Ukraine: des concessions à Poutine seraient "suicidaires" pour l'Europe, dit Zelensky
Toute concession sur l'Ukraine à Vladimir Poutine serait "inacceptable" pour Kiev et "suicidaire" pour l'Europe, a prévenu jeudi Volodymyr Zelensky, peu après que Moscou a intimé à l'Occident de négocier sous peine de "destruction de la population ukrainienne".
Il a également appelé Américains et Européens à être "forts" et à "valoriser" leur relation, même si l'élection de Donald Trump à la présidence des Etats-Unis fait planer l'incertitude à la fois sur les liens entre ces alliés et le soutien à l'Ukraine.
"Certains d'entre vous, ici présents, ont vivement recommandé à l'Ukraine de faire des +concessions+ à Poutine. C'est inacceptable pour l'Ukraine et suicidaire pour toute l'Europe", a lancé le président ukrainien dans un discours prononcé devant les dirigeants européens rassemblés à Budapest et dont l'AFP a obtenu une copie.
Plus de deux ans et demi après le début de son invasion de l'Ukraine, la Russie est en position de force sur le front oriental, où son armée progresse de plus en plus vite face à des troupes ukrainiennes moins nombreuses et moins bien équipées.
L'élection de Donald Trump à la présidence américaine laisse en outre craindre à l'Ukraine et aux Européens un désengagement américain dans les mois à venir.
"J'ai parlé au président Trump (...) c'était une bonne conversation productive, mais bien sûr nous ne pouvons pas dire quelles actions spécifiques il va entreprendre", a relevé le dirigeant ukrainien.
M. Zelensky a aussi rappelé que les forces du Kremlin ont également, selon Kiev et l'Occident, reçu en renfort au moins 10.000 soldats nord-coréens.
La Corée du Nord "mène désormais la guerre en Europe". "Les soldats nord-coréens tentent de tuer notre peuple sur le sol européen", a-t-il déploré.

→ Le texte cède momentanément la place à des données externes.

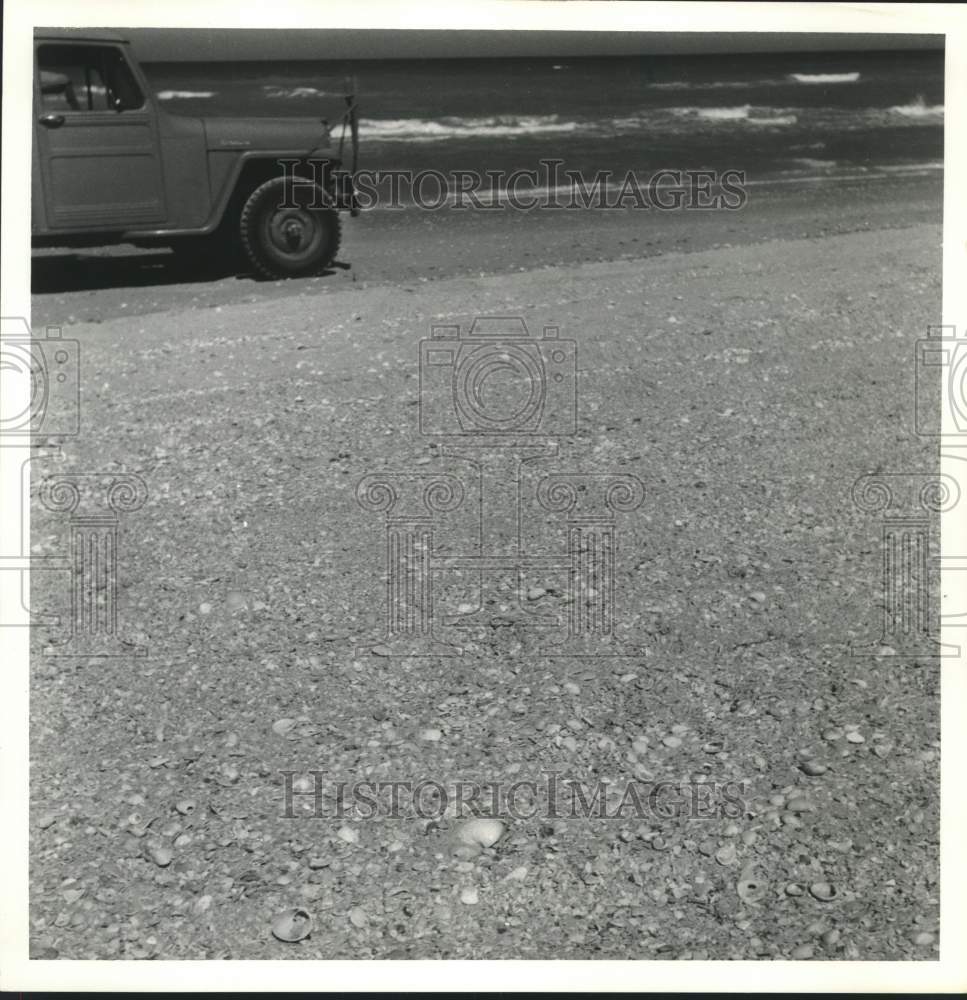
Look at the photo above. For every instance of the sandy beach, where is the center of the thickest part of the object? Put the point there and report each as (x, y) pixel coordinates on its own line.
(747, 367)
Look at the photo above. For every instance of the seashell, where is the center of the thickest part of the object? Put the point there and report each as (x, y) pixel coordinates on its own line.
(823, 891)
(235, 600)
(480, 832)
(750, 891)
(162, 856)
(292, 926)
(813, 768)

C'est dans ce contexte difficile que Volodymyr Zelensky s'est rendu jeudi en Hongrie, pour une réunion avec des dirigeants européens. Il y a affirmé que les liens entre les Etats-Unis et l'Europe ne devaient pas être "perdus" mais "valorisés" après la victoire de Donald Trump.
- "Destruction de la population" -
Le chef du Conseil de sécurité russe et ex-ministre de la Défense, Sergueï Choïgou, avait lui opté quelques heures plus tôt pour un ton menaçant afin de pousser les Occidentaux à des négociations favorables à Moscou.
"La situation sur le théâtre des hostilités n'est pas en faveur du régime de Kiev, l'Occident a le choix : poursuivre son financement (de l'Ukraine) et la destruction de la population ukrainienne ou admettre les réalités existantes et commencer à négocier", a-t-il dit lors d'une réunion.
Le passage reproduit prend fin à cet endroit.